How the world’s Top 10 economies generate energy

Oil still dominates across major economies
Oil remains the leading energy source in six of the world’s ten largest economies, including the United States, Germany, Japan, the United Kingdom and Italy. Its dominance is largely driven by its critical role in transport and industrial activity.
Among these markets, Italy is the most oil-reliant, with close to 46% of its energy mix coming from petroleum. Germany and the UK also maintain significant dependence, although both have made notable progress in expanding renewable capacity in recent years.
The data above highlights the energy mix across the world’s top 10 economies, illustrating how oil continues to play a central role, even in countries with ambitious climate targets.

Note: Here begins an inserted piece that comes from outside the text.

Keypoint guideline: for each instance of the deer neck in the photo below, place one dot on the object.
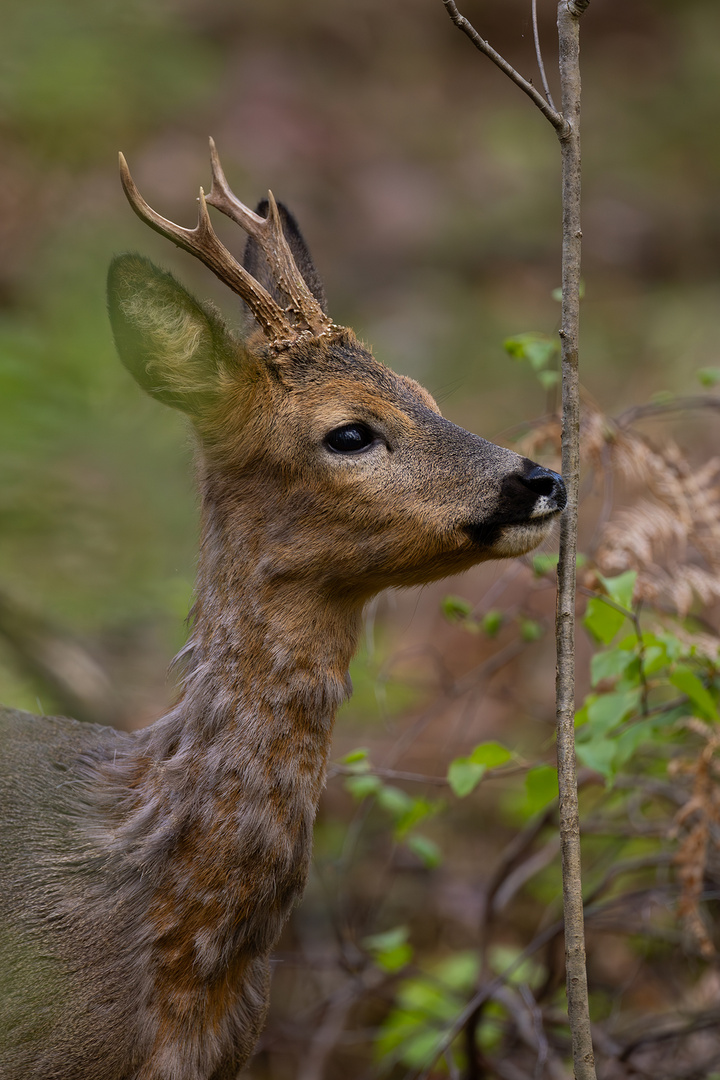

Despite ongoing transition efforts, its position within global transport systems makes it particularly difficult to replace in the near term.
Coal remains central in China and India
Coal continues to underpin the energy systems of the world’s two most populous economies. It accounts for approximately 58% of China’s energy supply and around 59% in India.
This heavy reliance is closely tied to both countries’ large-scale industrial activity and the availability of domestic coal reserves. As a result, coal remains a cost-effective and dependable source for electricity generation and manufacturing.
That said, both nations are investing heavily in renewables and nuclear power as they work to balance continued economic growth with emissions reduction targets.
Diverging routes to lower-carbon energy
While some economies are accelerating renewable deployment, others are leveraging nuclear and hydropower as key components of their transition strategies.
France stands out for its strong reliance on nuclear energy, which contributes more than 46% of its total energy mix. Canada, by contrast, benefits from significant hydropower resources, with hydro accounting for over 10% of supply, alongside a relatively balanced mix of oil and natural gas.
Russia presents a different profile, with the lowest share of renewables among the group at just 0.2%. Its energy mix is heavily weighted toward fossil fuels, particularly natural gas, which makes up more than half of total supply.
That said, both nations are investing heavily in renewables and nuclear power as they work to balance continued economic growth with emissions reduction targets.
Implications for data centres and the energy transition
These evolving energy mixes have direct implications for power-intensive sectors such as data centres, where demand for reliable, scalable energy continues to surge. As digital infrastructure expands, operators are increasingly prioritising access to low-carbon and stable power sources, driving greater alignment with renewable energy, nuclear, and hydro-backed grids. However, in markets still heavily reliant on fossil fuels, particularly coal and natural gas, balancing sustainability targets with energy security remains a key challenge. This dynamic is accelerating investment in renewable capacity, grid modernisation, and energy storage, positioning data centres as both a major driver of demand and a catalyst for the global energy transition.